National Register of Historic Places listings ...Image via Wikipedia

The new thing, the Willamette Heritage Center ... i.e., Mission Mill Museum married to the Marion County Historical Society and given an unfortunately colorless name ... needs all our help.

The good folks running the show have a survey about how you use the place and what you think the priorities are. Check it out -- doesn't take long, and the more people from Salem and surroundings who complete it, the better.

Groups like the historical society and the folks who have worked so hard to preserve the mill have done something very, very important. Salem is very, very young in a historical sense -- yet, we are preserving less of our history than ever, thanks in large part to our own American sense of "history is bunk" but also because technology is sweeping things aside.

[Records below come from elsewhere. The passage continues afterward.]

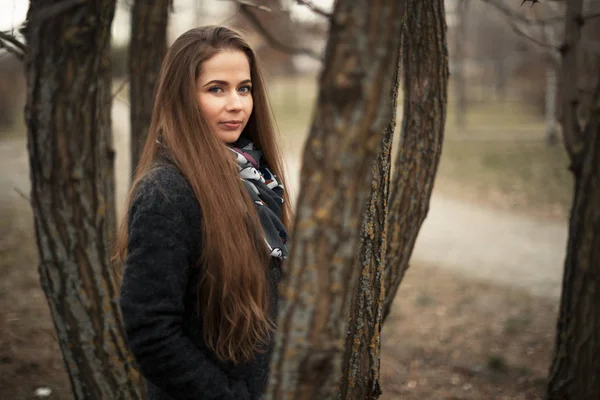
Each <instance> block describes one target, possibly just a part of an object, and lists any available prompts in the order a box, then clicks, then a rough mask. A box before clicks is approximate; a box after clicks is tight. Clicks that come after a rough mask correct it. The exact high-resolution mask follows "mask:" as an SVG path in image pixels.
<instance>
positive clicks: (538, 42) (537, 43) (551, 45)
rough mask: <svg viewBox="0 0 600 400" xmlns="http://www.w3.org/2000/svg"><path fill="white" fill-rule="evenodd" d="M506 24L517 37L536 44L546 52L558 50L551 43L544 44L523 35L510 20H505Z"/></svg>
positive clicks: (556, 46) (518, 27) (527, 35)
mask: <svg viewBox="0 0 600 400" xmlns="http://www.w3.org/2000/svg"><path fill="white" fill-rule="evenodd" d="M507 22H508V24H509V25H510V27H511V28H512V30H513V31H514V32H515V33H516V34H517V35H519V36H521V37H523V38H525V39H527V40H530V41H531V42H533V43H535V44H537V45H538V46H540V47H543V48H545V49H548V50H552V51H553V52H554V51H558V50H559V48H558V46H555V45H552V44H551V43H546V42H544V41H542V40H539V39H536V38H534V37H533V36H531V35H529V34H527V33H525V31H523V30H522V29H521V28H519V27H518V26H517V24H515V22H514V21H512V20H511V19H510V18H508V19H507Z"/></svg>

If we're not careful, we're going to have more newspapers from 17th and 18th C. Philadelphia than from 19th and 20th Century Salem.

The public library should be the great archive of all county newspapers and should be working tirelessly to get them all rescued from the destroyers (the people who thought we should microfiche everything and then pulp it) -- but the library budget is imploding. So we're left with the county historical society, so we need to support them and help them thrive. To be ignorant of history is to remain a child forever, as the saying goes. We're going to face some hard, hard times in years to come -- it's important that we have access to the knowledge of how other people faced prior hard times here.